Você fez curso de ator? Tem DRT? Pensa em fazer TV?

Cursei um ano de teatro, estou tentando juntar dinheiro para voltar a estudar. Tenho DRT de modelo. O registro profisisonal de ator está nos meus planos. Não me vejo em novela, já fazer cinema é um dos meus sonhos.

Qual a maior dificuldade em conseguir a projeção sonhada com modelo internacional?

Sempre foi não conseguir entrar nas medidas, ter o tão sonhado tanquinho. Como passei muita vontade de comidas quando era criança, desenvolvi compulsão alimentar. Apesar de ter superado a depressão ainda lido com os reflexos físicos, emocionais e financeiros que a doença causou. Fiquei muito tempo sem forças para trabalhar e me alimentando mal. Mas não uso isso como desculpa, tenho saúde para correr atrás. Quero vencer e inspirar todo mundo que sofreu por ser gordinho, tímido ou depressivo.

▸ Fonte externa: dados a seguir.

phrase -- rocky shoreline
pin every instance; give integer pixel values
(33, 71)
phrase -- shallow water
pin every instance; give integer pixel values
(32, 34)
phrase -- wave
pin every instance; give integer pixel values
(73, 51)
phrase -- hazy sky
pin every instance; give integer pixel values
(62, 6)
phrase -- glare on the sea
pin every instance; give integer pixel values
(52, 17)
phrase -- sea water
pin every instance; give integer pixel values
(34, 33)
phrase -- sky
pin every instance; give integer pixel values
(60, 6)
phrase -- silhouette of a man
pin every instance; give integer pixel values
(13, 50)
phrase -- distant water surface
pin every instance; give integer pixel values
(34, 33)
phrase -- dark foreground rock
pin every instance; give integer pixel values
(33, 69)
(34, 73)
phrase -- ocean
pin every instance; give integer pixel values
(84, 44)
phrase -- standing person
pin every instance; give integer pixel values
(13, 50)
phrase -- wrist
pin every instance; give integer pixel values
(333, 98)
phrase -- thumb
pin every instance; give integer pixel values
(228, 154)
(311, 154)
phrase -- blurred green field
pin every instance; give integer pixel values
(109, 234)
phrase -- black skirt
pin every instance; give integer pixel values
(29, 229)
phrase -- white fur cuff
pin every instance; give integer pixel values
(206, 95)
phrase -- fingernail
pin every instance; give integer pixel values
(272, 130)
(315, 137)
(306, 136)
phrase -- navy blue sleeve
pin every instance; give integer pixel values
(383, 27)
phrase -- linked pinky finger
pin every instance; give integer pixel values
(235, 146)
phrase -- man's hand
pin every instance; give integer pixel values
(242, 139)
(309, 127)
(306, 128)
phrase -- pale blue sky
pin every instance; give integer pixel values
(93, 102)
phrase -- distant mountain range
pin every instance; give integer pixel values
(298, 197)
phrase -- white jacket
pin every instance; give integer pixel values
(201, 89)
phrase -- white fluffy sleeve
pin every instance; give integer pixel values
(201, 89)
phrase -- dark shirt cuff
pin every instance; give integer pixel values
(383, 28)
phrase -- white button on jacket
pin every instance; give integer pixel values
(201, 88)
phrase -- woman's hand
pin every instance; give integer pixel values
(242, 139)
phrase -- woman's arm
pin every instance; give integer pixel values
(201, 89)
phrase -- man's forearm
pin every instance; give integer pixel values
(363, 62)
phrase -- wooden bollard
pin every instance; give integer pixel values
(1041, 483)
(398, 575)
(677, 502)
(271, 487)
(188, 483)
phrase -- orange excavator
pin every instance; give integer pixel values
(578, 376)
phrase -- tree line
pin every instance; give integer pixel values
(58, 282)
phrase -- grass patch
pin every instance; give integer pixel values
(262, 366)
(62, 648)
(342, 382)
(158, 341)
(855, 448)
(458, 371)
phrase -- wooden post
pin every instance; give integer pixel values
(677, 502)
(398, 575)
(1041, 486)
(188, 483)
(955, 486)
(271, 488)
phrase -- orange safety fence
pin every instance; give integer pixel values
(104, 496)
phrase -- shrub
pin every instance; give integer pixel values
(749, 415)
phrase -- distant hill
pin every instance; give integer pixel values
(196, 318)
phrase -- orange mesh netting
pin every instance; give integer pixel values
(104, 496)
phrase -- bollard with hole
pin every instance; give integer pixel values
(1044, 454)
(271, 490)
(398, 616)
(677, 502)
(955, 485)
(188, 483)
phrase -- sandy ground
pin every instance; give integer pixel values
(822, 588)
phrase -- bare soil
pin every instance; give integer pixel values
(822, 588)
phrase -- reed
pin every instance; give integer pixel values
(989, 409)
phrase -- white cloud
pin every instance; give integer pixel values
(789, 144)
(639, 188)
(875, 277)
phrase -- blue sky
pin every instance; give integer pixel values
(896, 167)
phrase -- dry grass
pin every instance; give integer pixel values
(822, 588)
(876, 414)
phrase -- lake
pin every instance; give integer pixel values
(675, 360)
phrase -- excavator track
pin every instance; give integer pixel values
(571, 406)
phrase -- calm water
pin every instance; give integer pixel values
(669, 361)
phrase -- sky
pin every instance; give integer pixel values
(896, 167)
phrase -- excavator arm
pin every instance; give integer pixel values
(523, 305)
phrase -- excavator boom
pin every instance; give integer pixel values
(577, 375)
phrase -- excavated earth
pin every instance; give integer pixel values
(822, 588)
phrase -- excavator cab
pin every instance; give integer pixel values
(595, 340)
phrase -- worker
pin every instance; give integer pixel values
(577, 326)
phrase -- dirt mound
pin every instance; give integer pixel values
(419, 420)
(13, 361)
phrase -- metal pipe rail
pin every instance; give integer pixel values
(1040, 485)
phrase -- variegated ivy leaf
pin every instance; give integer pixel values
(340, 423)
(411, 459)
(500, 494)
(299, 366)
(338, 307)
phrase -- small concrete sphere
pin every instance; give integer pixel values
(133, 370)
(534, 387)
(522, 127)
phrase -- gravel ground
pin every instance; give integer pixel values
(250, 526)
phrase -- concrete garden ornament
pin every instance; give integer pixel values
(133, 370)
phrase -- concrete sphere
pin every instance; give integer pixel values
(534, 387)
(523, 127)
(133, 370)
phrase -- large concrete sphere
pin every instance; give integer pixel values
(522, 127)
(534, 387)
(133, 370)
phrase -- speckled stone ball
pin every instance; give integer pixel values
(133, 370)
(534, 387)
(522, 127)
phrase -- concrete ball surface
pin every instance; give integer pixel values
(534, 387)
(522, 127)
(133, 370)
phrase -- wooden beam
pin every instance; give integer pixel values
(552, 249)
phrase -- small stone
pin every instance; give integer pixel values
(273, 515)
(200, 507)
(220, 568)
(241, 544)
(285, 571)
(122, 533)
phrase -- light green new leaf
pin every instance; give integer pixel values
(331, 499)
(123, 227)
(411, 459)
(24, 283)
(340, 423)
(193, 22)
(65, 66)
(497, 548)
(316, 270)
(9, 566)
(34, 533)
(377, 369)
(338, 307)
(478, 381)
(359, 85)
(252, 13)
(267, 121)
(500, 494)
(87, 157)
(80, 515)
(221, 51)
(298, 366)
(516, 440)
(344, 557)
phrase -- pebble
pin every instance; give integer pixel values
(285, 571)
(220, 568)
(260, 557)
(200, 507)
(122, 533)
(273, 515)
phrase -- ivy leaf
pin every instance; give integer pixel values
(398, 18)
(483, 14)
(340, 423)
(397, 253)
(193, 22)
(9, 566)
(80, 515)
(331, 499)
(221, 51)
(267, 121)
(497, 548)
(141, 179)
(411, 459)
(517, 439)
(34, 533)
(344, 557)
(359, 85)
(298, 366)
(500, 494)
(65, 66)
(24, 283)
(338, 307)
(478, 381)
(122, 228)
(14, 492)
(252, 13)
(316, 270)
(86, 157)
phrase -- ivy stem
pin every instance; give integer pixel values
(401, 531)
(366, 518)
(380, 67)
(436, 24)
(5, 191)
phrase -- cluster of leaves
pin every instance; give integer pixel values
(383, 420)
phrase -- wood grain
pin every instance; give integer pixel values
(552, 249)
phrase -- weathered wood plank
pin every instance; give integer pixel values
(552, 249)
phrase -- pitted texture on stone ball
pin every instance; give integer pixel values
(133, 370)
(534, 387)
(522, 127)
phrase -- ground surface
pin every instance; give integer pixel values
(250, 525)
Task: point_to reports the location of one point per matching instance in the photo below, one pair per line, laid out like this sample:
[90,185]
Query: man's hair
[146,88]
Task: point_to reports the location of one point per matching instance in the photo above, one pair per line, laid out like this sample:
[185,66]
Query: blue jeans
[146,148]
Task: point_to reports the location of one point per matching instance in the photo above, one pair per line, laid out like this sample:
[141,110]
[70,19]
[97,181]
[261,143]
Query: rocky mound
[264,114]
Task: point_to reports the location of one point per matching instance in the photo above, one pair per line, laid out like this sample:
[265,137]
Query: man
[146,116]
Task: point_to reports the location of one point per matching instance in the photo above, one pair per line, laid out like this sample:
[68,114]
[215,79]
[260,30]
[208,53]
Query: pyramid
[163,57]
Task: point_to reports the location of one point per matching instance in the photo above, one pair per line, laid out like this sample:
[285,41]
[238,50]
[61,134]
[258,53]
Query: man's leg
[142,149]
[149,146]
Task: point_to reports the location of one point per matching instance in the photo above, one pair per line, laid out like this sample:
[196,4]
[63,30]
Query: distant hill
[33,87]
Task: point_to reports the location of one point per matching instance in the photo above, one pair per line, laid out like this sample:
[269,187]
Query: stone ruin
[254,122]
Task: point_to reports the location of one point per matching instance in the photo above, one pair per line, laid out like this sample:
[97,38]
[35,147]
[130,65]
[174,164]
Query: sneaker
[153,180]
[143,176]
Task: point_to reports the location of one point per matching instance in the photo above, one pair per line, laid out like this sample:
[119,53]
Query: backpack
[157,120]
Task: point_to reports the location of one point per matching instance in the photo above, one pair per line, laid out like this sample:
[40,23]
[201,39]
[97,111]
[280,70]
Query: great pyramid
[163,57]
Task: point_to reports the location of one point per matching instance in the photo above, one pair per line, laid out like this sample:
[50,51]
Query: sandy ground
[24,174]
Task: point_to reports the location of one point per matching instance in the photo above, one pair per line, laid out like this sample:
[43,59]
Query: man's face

O que pretende fazer e comprar quando realizar seu sonho de ser um modelo internacional bem remunerado?

Espalhar minha mensagem e viajar pelo mundo. Comprar um kit de ferramentas de 'pedreiro raiz' e um pote de Nutella de 5 quilos. Levar minha mãe, Tere, passear na Itália, e minha irmãzinha, Maria Fernanda, para conhecer a Disney. Dar uma caminhonete para o meu padastro, Francisco. Quero agradecer a todos que me apoiam. A começar por minha mãe, que dá todo o suporte. Aos seguidores das redes sociais, sempre carinhosos comigo, os meus amigos, os fotógrafos, a Roberta Obladen, meu agente Junior Costa, a nutricionista Amanda Moro, o preparador físico Paulo Rossa e a Danielle Fortkamp.